While the Federal Reserve (Fed) has been waiting more than a decade for inflation to return, they want demand driven inflation rather than cost push inflation. Higher prices driven by cost factors such as tariffs, increases the risks of stagflation. This also has the potential to make it more challenging for the Fed to be more accommodative should the economy show further signs of deceleration.
Beyond tariffs, what credible negotiating tactics does the U.S. have left within its arsenal? While the U.S. entered this trade dispute appearing to be the stronger party, what have they gained in almost 18 months?

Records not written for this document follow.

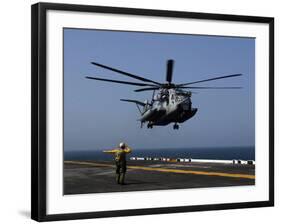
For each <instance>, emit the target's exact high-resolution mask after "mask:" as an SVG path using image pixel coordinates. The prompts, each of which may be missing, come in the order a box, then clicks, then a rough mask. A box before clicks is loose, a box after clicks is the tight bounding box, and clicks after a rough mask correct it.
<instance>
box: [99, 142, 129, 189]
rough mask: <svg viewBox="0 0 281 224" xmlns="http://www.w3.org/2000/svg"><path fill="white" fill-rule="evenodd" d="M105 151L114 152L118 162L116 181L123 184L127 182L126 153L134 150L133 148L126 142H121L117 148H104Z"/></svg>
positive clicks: (126, 161)
mask: <svg viewBox="0 0 281 224" xmlns="http://www.w3.org/2000/svg"><path fill="white" fill-rule="evenodd" d="M103 152H105V153H112V154H114V156H115V164H116V182H117V183H118V184H122V185H123V184H125V174H126V171H127V161H126V154H127V153H130V152H132V149H131V148H130V147H129V146H127V145H126V144H125V143H124V142H121V143H120V144H119V147H118V148H117V149H112V150H104V151H103Z"/></svg>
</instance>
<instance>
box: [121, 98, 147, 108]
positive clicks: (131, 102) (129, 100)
mask: <svg viewBox="0 0 281 224" xmlns="http://www.w3.org/2000/svg"><path fill="white" fill-rule="evenodd" d="M120 101H125V102H130V103H136V104H139V105H141V106H143V107H144V106H145V103H143V102H141V101H138V100H129V99H120Z"/></svg>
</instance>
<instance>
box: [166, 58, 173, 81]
mask: <svg viewBox="0 0 281 224" xmlns="http://www.w3.org/2000/svg"><path fill="white" fill-rule="evenodd" d="M173 65H174V60H171V59H170V60H168V61H167V74H166V81H167V82H168V83H171V82H172V77H173Z"/></svg>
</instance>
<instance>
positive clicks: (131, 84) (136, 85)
mask: <svg viewBox="0 0 281 224" xmlns="http://www.w3.org/2000/svg"><path fill="white" fill-rule="evenodd" d="M85 78H87V79H94V80H99V81H104V82H115V83H120V84H127V85H133V86H155V85H152V84H146V83H137V82H126V81H120V80H113V79H102V78H96V77H90V76H86V77H85Z"/></svg>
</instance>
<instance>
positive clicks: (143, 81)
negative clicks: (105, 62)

“Trade wars are good and easy to win” is likely to go down in history as one of the largest miscalculations of the current administration. While it is easy to declare a trade war, finding a solution that leaves both sides believing that they got a good deal is far more challenging.
Tragedy of the Commons
This trade dispute can be viewed as a typical tragedy of the commons game theory scenario. Both parties know that they are better off making an agreement, but hubris is in the way of a solution. Each backtrack and tit-for-tat increases distrust and the likelihood of an extended conflict. This is likely to lead to further escalation in the trade conflict – setting us up for a much longer trade dispute.

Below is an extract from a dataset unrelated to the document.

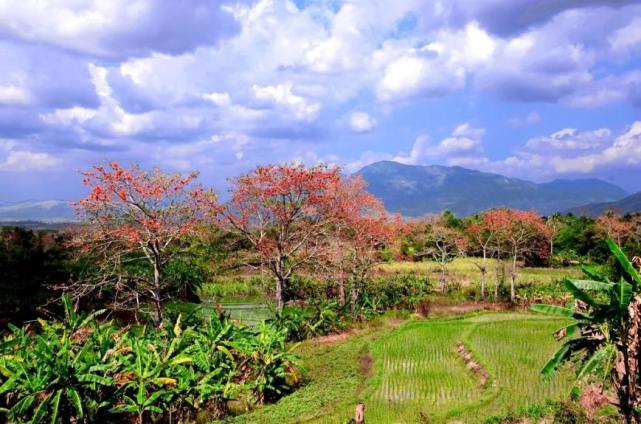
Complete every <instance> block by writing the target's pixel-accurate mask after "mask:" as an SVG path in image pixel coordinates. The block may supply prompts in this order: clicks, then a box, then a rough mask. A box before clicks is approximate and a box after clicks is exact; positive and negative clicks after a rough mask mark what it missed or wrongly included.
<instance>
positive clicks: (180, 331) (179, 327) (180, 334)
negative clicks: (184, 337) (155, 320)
mask: <svg viewBox="0 0 641 424" xmlns="http://www.w3.org/2000/svg"><path fill="white" fill-rule="evenodd" d="M181 319H182V314H178V319H177V320H176V325H174V336H176V337H180V335H181V334H182V329H181V328H180V321H181Z"/></svg>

Currency war talk premature, but devaluation may be a tell
A growing concern is that the trade war could escalate to a full-blown currency war if China weaponizes its currency. China responded to Trump’s latest threats by permitting their currency to devalue below the 7-to-1 ratio against the USD, its weakest point in more than a decade.2
This devaluation could be viewed as China using alternative retaliatory measures to counter the tariffs – or that they permitted market forces to react to the threat of the tariffs. Stalling US agricultural product purchases along with the exchange rate move could signal Beijing’s intensions to not counter additional threats with tariffs of their own.

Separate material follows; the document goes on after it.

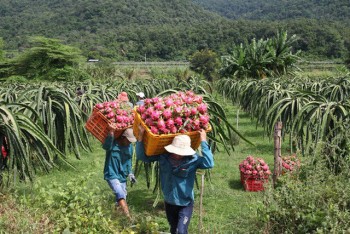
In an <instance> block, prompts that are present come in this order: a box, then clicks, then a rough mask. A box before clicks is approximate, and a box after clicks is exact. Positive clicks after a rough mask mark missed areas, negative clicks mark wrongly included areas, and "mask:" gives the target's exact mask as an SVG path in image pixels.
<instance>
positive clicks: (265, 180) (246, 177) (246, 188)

On the U.S.’ part, the administration used the devaluation as an opportunity to label China as a currency manipulator. Treasury Secretary Steve Mnuchin seems likely to engage the International Monetary Fund (IMF) about China’s latest actions. This is mostly a symbolic gesture since the IMF is unlikely to declare China a currency manipulator. China did not even react to this provocation.
So, the tariff thing is now likely a full-blown trade war and threatens to get worse. This means greater uncertainty which weighs on business investment. Should China fully weaponize their currency, this has the potential to result in even greater volatility. However, weaponizing a currency is challenging. Being a store of value is an essential part of being a good currency. Therefore, devaluing the Yuan as a trade dispute mechanism without risking triggering a lack of faith in their currency is a challenging tightrope walk to manage. In 2015 we all experienced what can happen when the market calls into question the value of the Yuan.2 Therefore, we believe that they are unlikely to make full use of this ability – particularly where it comes to their Treasury related nuclear option.
While we have ruled out that cataclysmic option, we still expect that the road ahead may be rocky and long. President Xi is likely to take a long-term view in these negotiations and the U.S. is running low on new tactics to force negotiations.